6 December 2008 (Saturday)
Heads of Universities Committee (HUCOM)
“ 334” Symposium – “Partnering for Excellence in Education”
Opening and Signing Ceremony
Speech by Mr. Michael M Y Suen, GBS, JP
Secretary for Education
Professor Cheung (Bing-leung), Laura, Professor (Lawrence) Lau, Ladies and Gentlemen,
I am delighted to address such a distinguished audience this morning.
First and foremost, I would like to thank the Heads of Universities Committee, or the HUCOM for short, for organizing this series of “ 334” related symposia.
The successful implementation of the 334 reform for senior secondary and higher education requires the concerted efforts of all key stakeholders. This series of symposia will provide a useful platform for all those involved to share their experience and to discuss issues of common concern in relation to the planning and implementation of the reform.
The “ 334” is a crucial architecture in our education reform since 2000. Under the new academic structure, we will provide a broad and balanced curriculum for our students, with diversified choices to suit their individual interests and aptitudes. We will provide them with smoother multiple pathways to higher education and the workplace, so that every student has a better opportunity to succeed in life.
The new senior secondary curriculum, or the NSS for short, under “ 334” will commence operation starting from next September. Our secondary schools have been making preparations for it since 2005. This includes curriculum planning, staff development and change management. On our part, the Government has been doing conversion works in schools to provide additional physical space for more subject groupings. A number of planning workshops for school leaders and middle managers, courses and onsite support for teachers, as well as learning and teaching resources have been prepared.
My gratitude goes to HUCOM for issuing various statements in support of the NSS curriculum by announcing the minimum university entrance requirements, as well as specifying faculty requirements as early as 2006. Those announcements are especially important because they have sent a strong message to the community that breadth and depth of knowledge are more important than early specialization. With the support of our tertiary education sector, I am glad to learn that our secondary schools now have much greater confidence to implement the new curriculum.

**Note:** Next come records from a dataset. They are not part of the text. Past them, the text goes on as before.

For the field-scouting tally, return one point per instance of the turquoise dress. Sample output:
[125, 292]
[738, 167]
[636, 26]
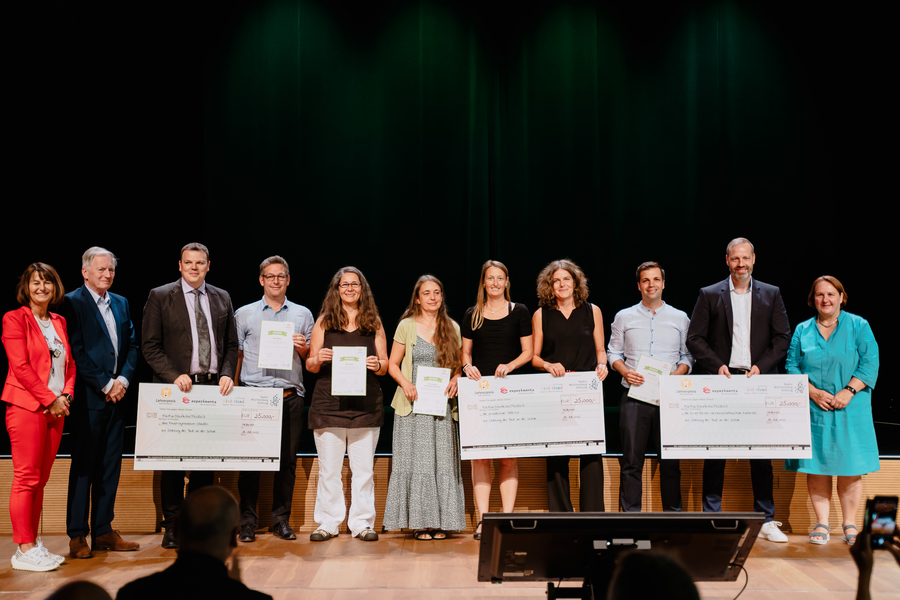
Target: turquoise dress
[843, 441]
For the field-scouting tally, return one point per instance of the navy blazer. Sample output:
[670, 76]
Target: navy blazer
[712, 324]
[167, 337]
[92, 347]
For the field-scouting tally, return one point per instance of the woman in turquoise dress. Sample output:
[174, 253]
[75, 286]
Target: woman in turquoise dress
[838, 353]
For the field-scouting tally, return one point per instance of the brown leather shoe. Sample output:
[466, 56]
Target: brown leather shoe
[113, 541]
[78, 548]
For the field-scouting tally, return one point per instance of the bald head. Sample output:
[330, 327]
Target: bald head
[208, 522]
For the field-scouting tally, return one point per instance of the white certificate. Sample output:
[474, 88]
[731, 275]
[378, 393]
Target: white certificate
[348, 371]
[276, 345]
[651, 369]
[431, 382]
[712, 416]
[531, 415]
[202, 430]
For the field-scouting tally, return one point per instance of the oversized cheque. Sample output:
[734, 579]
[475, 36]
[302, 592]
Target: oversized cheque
[531, 415]
[712, 416]
[204, 430]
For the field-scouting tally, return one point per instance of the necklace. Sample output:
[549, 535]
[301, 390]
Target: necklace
[488, 306]
[833, 323]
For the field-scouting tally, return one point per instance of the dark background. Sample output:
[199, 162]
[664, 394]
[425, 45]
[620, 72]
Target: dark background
[413, 137]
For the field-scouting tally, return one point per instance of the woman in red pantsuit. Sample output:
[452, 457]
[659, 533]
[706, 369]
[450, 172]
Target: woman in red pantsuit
[38, 392]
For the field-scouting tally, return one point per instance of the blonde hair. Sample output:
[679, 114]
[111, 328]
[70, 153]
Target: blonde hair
[478, 313]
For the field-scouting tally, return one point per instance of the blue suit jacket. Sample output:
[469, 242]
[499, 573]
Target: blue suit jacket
[95, 358]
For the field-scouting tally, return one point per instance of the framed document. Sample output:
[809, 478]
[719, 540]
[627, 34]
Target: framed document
[651, 369]
[348, 371]
[202, 430]
[531, 415]
[712, 416]
[276, 345]
[431, 382]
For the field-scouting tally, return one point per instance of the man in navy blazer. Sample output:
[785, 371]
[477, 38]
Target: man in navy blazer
[102, 339]
[188, 347]
[740, 327]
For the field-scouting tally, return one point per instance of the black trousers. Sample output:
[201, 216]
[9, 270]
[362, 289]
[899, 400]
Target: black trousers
[293, 422]
[591, 490]
[94, 473]
[171, 487]
[760, 478]
[638, 424]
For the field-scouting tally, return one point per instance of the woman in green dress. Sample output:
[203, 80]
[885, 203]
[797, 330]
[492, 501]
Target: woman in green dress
[838, 353]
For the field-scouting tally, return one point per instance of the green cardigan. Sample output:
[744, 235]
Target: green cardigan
[406, 335]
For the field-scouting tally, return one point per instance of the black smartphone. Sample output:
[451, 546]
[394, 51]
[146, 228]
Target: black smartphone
[881, 520]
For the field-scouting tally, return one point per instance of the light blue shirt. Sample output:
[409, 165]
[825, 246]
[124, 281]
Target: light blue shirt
[189, 300]
[105, 309]
[248, 320]
[636, 330]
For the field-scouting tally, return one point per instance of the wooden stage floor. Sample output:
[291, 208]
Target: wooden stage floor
[400, 568]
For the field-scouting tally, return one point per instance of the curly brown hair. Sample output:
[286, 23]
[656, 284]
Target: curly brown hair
[546, 297]
[446, 341]
[45, 273]
[332, 313]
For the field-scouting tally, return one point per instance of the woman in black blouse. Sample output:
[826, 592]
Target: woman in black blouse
[568, 336]
[496, 337]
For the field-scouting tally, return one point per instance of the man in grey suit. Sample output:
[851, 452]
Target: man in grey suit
[188, 338]
[740, 327]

The latest joint declaration issued by HUCOM in October 2008 further recognizes the importance of Other Learning Experiences under the NSS and reaffirm institutions’ recognition of Student Learning Profile as a document of good reference value in their admission process. I must say that this is extremely helpful in asserting the importance of whole-person development in secondary education.
By 2012, all our UGC-funded institutions will offer 4-year instead of 3-year first-degree programmes. Institutions are now actively engaged in preparing for the transition, paying particular attention to issues associated with the double cohort year, which include curriculum planning, enhancement of computer system, provision of teaching space and boarding facilities, recruitment of teaching staff and so on. To meet the demand of the 4-year programme, UGC has been closely working with various institutions on the relevant capital or non-capital projects. Extra funding is provided by UGC for institutions to set up relevant infrastructure, develop their new 4-year curriculum, as well as recruit and develop teaching staff.

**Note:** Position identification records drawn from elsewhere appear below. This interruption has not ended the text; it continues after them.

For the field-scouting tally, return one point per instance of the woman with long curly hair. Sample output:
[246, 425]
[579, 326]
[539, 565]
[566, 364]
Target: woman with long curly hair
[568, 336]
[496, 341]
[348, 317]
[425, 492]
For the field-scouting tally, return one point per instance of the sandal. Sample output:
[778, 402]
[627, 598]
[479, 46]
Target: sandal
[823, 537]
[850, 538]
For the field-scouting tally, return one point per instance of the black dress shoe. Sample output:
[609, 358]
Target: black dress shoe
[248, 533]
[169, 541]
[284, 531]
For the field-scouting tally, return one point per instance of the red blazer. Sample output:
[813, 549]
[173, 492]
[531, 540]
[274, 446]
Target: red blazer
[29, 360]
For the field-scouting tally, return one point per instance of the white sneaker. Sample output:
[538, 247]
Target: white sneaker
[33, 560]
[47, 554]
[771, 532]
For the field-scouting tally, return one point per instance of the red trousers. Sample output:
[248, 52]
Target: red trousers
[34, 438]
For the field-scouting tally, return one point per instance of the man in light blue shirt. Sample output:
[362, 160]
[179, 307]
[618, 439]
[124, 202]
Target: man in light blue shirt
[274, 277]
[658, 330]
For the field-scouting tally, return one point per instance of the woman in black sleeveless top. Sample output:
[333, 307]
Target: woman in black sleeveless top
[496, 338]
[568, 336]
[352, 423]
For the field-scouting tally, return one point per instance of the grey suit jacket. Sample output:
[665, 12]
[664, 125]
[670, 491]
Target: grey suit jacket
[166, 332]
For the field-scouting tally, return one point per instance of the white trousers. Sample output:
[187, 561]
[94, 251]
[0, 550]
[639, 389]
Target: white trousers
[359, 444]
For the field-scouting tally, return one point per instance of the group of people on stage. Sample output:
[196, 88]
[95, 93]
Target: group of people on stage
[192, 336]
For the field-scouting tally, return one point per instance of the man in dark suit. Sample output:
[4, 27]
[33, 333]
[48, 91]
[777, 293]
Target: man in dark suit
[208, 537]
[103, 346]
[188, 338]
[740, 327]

Effective communication among different sectors is the key to success of the new academic structure. To ensure smooth interface between the secondary and higher education sectors, a Liaison Group on “ 334” Interface Issues has been set up since 2004 to discuss issues relating to university entrance requirements and interface between the senior secondary curriculum and 4-year undergraduate programme. This is critical in building the community’s confidence in the new structure.

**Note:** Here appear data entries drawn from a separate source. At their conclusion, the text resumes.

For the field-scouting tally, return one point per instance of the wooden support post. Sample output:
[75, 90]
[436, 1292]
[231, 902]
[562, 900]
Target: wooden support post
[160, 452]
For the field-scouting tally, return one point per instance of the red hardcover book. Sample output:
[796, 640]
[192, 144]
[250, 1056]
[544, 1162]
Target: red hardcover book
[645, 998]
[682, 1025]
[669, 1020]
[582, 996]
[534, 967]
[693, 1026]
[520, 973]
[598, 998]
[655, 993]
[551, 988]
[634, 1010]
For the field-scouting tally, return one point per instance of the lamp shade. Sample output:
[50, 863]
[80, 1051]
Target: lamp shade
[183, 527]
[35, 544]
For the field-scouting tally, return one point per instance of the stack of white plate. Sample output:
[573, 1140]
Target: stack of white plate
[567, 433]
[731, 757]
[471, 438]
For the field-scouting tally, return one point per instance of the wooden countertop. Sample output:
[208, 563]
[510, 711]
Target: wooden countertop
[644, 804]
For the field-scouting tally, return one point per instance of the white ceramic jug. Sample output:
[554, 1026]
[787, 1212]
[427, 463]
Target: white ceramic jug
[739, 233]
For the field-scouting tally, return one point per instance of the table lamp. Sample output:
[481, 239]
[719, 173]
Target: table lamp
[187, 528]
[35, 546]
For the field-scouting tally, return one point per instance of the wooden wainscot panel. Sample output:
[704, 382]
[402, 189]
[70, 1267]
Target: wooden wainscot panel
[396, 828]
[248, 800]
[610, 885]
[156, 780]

In order to ensure the smooth delivery of the new structure, we have recently set up a 334 Communication Task Force to facilitate communication among all in the education sector, employers and parents. It will help to ensure that relevant messages are communicated to different stakeholders in a timely and co-ordinated manner.
We are now entering the most critical stage of the 334 reform. From now onwards to 2012, we will focus our work on various fronts. We will strive to gain international recognition for the new Diploma in Secondary Education. We will continue to work with our tertiary institutions to attain their further recognition of Applied Learning. We will continue to attach special importance to communicating with parents by holding more regional seminars, updating the 334 web bulletin weekly, issuing parents’ pamphlets on a more regular basis as well as preparing a tool-kit for schools to communicate with parents more readily and more easily.
On tertiary education, we are working closely with post-secondary and tertiary institutions in the development of their new curricula that would build on the NSS curriculum reform. We are working in full speed with UGC and its institutions to ensure the timely completion of the 334-related capital works projects. We are also working closely with our post-secondary institutions and private universities so that they will be able to announce their minimum entrance requirements under the new system in the earliest possible instance.
The “ 334” reform is iconic which will lead us to a new era of quality education. We look forward to working with all key stakeholders to ensure its success.
I would like to thank HUCOM once again for its steer and support in our road of education reform. May I wish you all a productive and useful discussion today.